What You Need to Know Before You Apply

What is the purpose of this trial?

This trial explores the safety and tolerability of a new treatment combination for individuals with advanced head and neck cancer. The treatment combines cemiplimab, a drug used for certain skin and lung cancers, with the chemotherapy drugs cisplatin and docetaxel. Participants will be divided into two groups to test different dosing schedules. Suitable candidates have locally advanced squamous cell carcinoma of the head and neck that has not been treated with chemotherapy or radiation. As a Phase 1 trial, the research focuses on understanding how the treatment works in people, offering participants the opportunity to be among the first to receive this new combination therapy.

Will I have to stop taking my current medications?

The trial does not specify if you need to stop taking your current medications, but it does exclude those using certain medications like strong or moderate CYP3A4 or CYP1A2 inhibitors/inducers within 14 days before starting the trial.
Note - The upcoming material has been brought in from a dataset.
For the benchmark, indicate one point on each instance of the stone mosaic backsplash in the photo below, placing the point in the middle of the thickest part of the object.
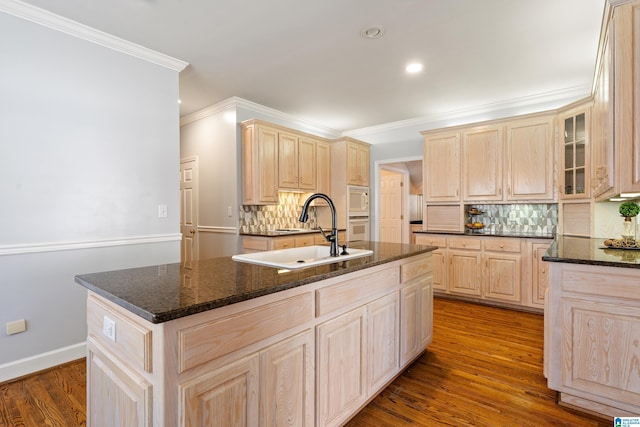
(260, 219)
(540, 218)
It's best to discuss your specific medications with the trial team.

Is there any evidence suggesting that this trial's treatments are likely to be safe?
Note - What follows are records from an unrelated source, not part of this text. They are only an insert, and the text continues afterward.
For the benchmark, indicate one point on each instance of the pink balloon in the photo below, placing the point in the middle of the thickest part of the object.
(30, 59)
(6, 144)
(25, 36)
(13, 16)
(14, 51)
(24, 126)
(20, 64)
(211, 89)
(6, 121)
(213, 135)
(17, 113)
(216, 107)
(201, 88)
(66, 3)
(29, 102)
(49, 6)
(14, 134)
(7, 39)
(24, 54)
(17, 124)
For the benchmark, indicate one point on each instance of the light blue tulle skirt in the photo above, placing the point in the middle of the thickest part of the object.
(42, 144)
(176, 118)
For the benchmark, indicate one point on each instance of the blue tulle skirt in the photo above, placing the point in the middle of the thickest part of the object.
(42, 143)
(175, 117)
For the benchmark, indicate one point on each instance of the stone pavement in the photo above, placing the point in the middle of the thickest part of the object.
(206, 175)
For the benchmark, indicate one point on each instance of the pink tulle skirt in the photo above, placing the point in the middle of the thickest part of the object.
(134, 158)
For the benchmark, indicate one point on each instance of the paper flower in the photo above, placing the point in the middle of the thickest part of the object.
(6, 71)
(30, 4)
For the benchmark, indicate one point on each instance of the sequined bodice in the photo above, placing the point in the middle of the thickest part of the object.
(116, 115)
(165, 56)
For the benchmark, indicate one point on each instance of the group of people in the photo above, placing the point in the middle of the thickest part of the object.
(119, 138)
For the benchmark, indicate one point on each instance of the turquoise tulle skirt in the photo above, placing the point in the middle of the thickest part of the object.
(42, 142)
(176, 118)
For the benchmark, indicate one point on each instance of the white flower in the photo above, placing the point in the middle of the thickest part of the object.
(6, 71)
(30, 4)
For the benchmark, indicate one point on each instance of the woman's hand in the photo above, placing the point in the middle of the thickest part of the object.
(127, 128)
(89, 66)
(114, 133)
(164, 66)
Research has shown that cemiplimab, when combined with cisplatin and docetaxel, is safe and generally easy for patients to handle. Earlier studies found this combination did not cause unexpected side effects and remained manageable for patients. Cemiplimab alone has also been well-tolerated by older patients with other health conditions.

The FDA has approved cemiplimab for treating certain skin and lung cancers, indicating its safety for those conditions. However, it is not yet approved for head and neck cancer. In the current study, researchers are specifically examining its safety for head and neck cancer, and existing evidence suggests it is likely to be well-tolerated.12345

Why are researchers excited about this trial's treatments?
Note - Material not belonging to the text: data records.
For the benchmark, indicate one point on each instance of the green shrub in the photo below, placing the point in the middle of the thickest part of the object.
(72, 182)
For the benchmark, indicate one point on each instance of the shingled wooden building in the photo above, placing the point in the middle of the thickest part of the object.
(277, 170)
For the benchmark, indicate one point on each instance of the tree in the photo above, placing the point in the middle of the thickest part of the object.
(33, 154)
Unlike the standard treatments for head and neck cancer, which typically involve surgery, radiation, and standard chemotherapies, the combination of Cemiplimab with chemotherapy introduces a novel approach. Cemiplimab is an immunotherapy drug that works by boosting the body's immune system to better attack cancer cells. Researchers are excited because this combination could offer a more effective treatment by potentially enhancing the immune response while simultaneously targeting cancer cells with chemotherapy. This synergy may lead to better outcomes and improved survival rates for patients compared to traditional treatments alone.

What evidence suggests that this trial's treatments could be effective for head and neck cancer?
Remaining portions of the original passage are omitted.